7′-Amino-5-bromo-2,4′-dioxo-2′-thioxo-1′,2′,3′,4′-tetrahydrospiro [indoline-3,5′-pyrano[2,3-d]pyrimidine]-6′-carbonitrile (4g, C15H8BrN5O3S)

White solid; m.p.: 249–251 °C; IR (KBr): \( \bar{v} \) = 3,426, 3,311, 3,160, 2,200, 1,693, 1,655, 1,615, 1,570, 1,460 cm−1; 1H NMR (400 MHz, DMSO-d 6 ): δ = 6.77 (s, 1H), 7.31–7.75 (m, 4H), 10.69 (s, 1H, NH), 12.54 (s, 1H, NH), 13.81 (brs, 1H, NH) ppm; 13C NMR (100 MHz, DMSO-d 6 ): δ = 46.8, 56.0, 90.9, 111.1, 113.6, 116.8, 127.0, 131.2, 135.4, 141.5, 152.9, 158.1, 159.2, 173.9, 177.0 ppm.

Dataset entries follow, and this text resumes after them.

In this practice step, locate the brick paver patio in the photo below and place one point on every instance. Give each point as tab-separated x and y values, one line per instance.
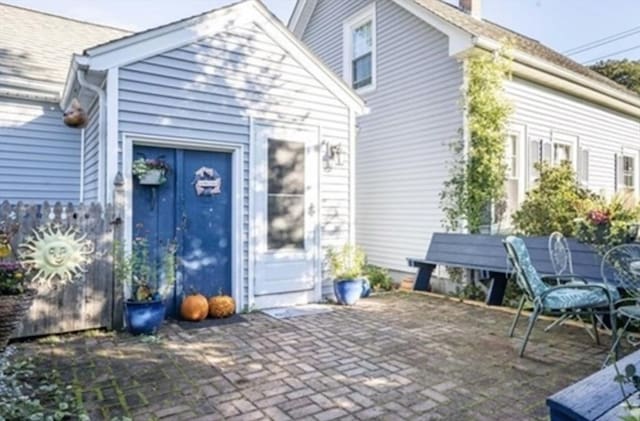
396	356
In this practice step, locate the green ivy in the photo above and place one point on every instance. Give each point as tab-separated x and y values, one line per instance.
477	175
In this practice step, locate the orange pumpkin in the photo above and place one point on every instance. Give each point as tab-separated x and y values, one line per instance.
194	307
221	306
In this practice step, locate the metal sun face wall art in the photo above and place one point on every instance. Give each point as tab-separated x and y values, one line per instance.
56	254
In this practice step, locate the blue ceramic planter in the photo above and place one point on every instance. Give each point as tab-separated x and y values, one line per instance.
366	288
144	317
348	291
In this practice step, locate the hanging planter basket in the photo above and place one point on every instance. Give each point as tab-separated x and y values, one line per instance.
153	177
13	308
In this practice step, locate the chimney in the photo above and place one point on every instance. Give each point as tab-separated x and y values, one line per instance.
472	7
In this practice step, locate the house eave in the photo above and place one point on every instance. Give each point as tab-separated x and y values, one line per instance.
147	44
556	77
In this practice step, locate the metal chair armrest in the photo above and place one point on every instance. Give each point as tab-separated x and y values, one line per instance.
563	279
576	286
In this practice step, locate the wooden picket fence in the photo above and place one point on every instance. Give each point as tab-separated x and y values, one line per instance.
90	301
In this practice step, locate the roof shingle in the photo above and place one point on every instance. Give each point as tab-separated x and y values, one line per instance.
36	49
488	29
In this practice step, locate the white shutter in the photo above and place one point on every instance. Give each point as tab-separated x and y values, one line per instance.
535	156
583	167
547	152
618	173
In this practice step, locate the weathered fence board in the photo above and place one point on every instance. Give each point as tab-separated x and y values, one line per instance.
86	303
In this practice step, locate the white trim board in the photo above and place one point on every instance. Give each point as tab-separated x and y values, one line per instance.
150	43
237	202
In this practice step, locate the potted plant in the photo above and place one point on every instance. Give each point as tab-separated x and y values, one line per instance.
347	265
150	172
15	298
148	281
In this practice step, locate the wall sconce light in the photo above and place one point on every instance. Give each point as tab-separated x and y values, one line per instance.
333	155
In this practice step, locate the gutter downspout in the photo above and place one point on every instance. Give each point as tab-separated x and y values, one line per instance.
82	149
102	102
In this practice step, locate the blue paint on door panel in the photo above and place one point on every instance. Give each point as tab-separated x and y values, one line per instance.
199	224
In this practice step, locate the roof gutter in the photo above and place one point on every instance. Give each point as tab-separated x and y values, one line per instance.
102	129
554	76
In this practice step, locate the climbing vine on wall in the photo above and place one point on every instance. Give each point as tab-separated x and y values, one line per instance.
478	171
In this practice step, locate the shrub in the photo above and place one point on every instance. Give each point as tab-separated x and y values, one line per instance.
554	203
607	223
347	262
379	278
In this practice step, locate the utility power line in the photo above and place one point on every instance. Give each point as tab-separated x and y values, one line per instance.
612	54
602	41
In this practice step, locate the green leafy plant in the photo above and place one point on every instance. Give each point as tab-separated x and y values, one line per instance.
30	394
138	271
347	262
13	278
379	278
142	166
477	172
553	203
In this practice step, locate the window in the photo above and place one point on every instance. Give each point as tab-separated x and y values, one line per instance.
286	185
562	152
628	174
513	188
359	64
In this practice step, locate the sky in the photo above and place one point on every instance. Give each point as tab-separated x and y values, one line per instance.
560	24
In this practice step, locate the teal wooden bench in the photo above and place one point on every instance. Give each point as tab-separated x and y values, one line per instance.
487	254
596	397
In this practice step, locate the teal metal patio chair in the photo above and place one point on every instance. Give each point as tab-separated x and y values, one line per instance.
620	268
565	299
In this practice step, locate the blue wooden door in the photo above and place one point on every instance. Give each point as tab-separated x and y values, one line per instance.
187	210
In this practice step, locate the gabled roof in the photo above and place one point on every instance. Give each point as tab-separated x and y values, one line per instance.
36	49
493	31
135	47
533	58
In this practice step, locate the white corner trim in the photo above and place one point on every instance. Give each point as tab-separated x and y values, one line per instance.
112	146
361	17
252	237
353	130
237	202
301	15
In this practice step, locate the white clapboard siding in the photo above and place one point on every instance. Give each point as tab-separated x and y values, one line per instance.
39	155
209	89
603	132
403	143
91	155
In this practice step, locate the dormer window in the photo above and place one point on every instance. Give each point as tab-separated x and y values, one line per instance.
359	64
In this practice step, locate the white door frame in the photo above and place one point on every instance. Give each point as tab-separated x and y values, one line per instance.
237	189
264	129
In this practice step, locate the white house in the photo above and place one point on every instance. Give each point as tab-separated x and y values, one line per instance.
257	132
407	59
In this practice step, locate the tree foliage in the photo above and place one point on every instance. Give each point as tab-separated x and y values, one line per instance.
477	175
625	72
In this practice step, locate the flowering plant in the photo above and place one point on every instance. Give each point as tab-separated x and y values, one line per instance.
607	223
142	166
13	278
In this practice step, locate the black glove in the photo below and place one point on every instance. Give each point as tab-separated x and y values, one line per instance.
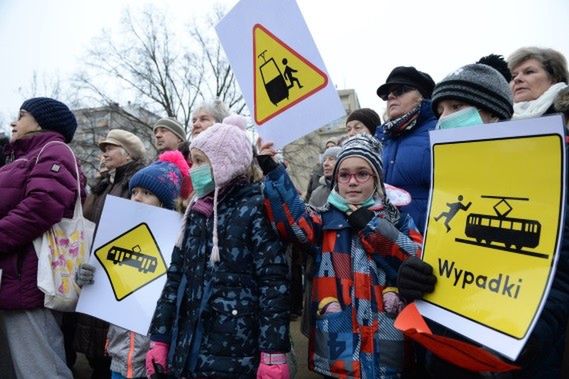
85	274
531	351
360	218
415	278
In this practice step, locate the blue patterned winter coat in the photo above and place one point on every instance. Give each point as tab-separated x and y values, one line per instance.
218	318
407	163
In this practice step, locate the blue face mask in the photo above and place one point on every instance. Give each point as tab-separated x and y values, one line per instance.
202	180
468	116
341	204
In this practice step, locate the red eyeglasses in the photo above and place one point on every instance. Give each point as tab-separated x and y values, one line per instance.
360	176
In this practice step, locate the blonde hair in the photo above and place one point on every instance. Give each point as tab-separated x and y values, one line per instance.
552	61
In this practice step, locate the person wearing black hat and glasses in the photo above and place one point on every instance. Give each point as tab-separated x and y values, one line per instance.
39	187
405	136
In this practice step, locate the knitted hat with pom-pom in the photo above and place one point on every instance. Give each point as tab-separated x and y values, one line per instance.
167	178
53	115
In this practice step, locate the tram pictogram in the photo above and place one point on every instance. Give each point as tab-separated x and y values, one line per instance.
273	79
134	258
131	260
502	232
282	77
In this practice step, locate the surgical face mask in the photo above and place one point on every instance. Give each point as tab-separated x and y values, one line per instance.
202	180
468	116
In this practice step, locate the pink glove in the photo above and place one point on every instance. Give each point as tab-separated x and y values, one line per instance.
157	354
273	366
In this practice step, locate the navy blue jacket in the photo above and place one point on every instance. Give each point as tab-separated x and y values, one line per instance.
407	163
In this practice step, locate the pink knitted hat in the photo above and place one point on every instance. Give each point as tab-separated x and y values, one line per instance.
230	154
227	147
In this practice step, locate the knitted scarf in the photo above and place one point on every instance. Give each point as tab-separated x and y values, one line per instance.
401	124
537	107
382	206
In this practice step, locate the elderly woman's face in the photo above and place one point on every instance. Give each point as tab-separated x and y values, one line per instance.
400	103
114	156
529	81
201	121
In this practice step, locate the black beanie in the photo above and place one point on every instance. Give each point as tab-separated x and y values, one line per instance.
52	115
408	76
366	116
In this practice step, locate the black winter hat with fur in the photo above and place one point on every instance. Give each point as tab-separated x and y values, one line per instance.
52	115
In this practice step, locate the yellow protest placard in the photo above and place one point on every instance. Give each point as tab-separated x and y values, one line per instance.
493	228
131	260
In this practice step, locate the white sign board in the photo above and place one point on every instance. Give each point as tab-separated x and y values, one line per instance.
131	253
282	76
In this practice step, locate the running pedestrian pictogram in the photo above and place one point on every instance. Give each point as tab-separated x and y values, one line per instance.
282	76
131	260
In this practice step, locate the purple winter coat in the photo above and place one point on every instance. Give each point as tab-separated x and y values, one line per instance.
33	197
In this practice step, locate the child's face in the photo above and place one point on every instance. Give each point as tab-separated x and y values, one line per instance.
356	180
142	195
198	157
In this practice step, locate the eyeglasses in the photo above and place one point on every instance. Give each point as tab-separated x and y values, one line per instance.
397	91
360	176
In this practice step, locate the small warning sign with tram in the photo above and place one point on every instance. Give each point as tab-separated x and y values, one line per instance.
282	76
494	227
131	260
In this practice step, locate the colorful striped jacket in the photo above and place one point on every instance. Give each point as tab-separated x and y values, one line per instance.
353	267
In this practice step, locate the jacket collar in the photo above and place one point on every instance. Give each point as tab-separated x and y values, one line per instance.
334	219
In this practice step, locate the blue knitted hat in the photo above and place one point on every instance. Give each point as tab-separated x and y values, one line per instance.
53	115
167	178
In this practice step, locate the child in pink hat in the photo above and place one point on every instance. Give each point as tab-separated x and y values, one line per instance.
224	309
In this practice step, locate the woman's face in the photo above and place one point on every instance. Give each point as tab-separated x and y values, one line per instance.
114	156
142	195
398	105
201	121
356	180
448	106
529	81
26	123
356	127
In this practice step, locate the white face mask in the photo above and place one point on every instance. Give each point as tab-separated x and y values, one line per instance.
468	116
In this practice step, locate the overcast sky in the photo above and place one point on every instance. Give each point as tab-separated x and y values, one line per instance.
360	41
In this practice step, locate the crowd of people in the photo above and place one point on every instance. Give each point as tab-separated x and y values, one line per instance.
232	287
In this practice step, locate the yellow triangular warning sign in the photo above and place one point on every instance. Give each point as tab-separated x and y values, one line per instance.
282	77
131	260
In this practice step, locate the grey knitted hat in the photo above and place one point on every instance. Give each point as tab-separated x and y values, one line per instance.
363	146
479	85
172	125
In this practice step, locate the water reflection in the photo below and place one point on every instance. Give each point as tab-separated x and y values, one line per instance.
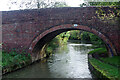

7′-Amino-5-fluoro-2,4′-dioxo-2′-thioxo-1′,2′,3′,4′-tetrahydrospiro [indoline-3,5′-pyrano[2,3-d]pyrimidine]-6′-carbonitrile (4h, C15H8FN5O3S)

White solid; m.p.: 252–255 °C; IR (KBr): \( \bar{v} \) = 3,425, 3,313, 3,161, 2,201, 1,694, 1,656, 1,615, 1,570, 1,469 cm−1; 1H NMR (400 MHz, DMSO-d 6 ): δ = 6.76–6.79 (m, 1H), 6.97–7.02 (m, 1H), 7.23 (dd, 1H, J 1 = 8.2 Hz, J 2 = 2.6 Hz), 7.48 (s, 2H, NH2), 10.56 (s, 1H, NH), 12.50 (s, 1H, NH), 13.84 (brs, 1H, NH) ppm; 13C NMR (125 MHz, DMSO-d 6 ): δ = 47.6, 57.4, 91.6, 110.4, 110.4, 112.4, 112.6, 115.2, 115.4, 117.2, 135.1, 135.2, 138.8, 153.4, 159.1 (J C–F = 128.2 Hz), 174.5, 177.8 ppm.